I know there are issues with various versions of python-webhelpers, and at least libmemcached, and at this point, I'm pretty stuck. I'm not great at Linux, so I'm never sure what version of a program I've got installed, and neither am I sure which versions are the working versions for what's in the git repository at the moment. What I'd like to do would be to uninstall libmemcached and webhelpers, and reinstall to the correct version. I get the feeling that doing this would require me to re-do much of the process, which is fine, provided it works.

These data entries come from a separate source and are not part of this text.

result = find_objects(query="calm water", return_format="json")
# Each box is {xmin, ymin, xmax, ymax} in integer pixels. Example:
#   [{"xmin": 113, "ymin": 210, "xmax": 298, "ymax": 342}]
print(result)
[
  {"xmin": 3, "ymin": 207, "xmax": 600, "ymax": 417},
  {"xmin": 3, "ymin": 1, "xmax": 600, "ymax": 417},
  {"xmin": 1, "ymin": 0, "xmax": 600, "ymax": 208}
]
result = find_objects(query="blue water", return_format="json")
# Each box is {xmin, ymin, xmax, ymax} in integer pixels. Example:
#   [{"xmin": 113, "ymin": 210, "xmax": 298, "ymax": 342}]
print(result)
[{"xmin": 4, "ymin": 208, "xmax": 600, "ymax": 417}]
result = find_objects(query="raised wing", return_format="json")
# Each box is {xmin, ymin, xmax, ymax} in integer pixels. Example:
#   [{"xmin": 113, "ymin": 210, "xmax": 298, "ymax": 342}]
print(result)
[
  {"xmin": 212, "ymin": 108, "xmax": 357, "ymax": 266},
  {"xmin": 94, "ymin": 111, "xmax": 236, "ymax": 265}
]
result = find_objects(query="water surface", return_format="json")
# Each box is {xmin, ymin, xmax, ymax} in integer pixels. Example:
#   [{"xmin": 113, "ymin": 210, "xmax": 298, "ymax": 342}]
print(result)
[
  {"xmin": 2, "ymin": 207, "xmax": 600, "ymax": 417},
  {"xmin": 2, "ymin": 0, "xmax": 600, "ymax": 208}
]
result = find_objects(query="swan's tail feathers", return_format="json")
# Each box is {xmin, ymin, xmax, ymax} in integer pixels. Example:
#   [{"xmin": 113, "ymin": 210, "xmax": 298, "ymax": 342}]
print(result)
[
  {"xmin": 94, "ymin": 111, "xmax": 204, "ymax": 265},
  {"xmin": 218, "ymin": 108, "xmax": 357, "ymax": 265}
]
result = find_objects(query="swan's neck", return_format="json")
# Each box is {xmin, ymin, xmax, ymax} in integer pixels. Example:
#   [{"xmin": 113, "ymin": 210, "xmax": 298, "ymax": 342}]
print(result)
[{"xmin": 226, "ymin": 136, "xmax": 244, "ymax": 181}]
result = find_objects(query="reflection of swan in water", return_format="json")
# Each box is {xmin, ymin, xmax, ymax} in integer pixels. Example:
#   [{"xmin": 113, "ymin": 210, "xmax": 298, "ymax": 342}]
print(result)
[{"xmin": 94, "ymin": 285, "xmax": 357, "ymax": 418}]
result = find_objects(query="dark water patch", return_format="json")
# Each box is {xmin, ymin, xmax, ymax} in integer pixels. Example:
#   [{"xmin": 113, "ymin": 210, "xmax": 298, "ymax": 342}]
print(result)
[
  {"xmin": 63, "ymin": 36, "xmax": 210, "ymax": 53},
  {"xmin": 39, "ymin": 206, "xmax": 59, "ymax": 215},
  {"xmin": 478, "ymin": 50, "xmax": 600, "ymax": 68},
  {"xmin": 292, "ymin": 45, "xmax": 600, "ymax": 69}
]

Any help on how to resolve this error would be MUCH appreciated. I've gotten a lot of help previously from answered questions on this site, and I'm hoping someone much smarter than me has the answer to this one!
I encountered this exact same problem, and downgrading to libmemcached-0.48 fixed it.
Make sure you rebuild pylibmc after you do this.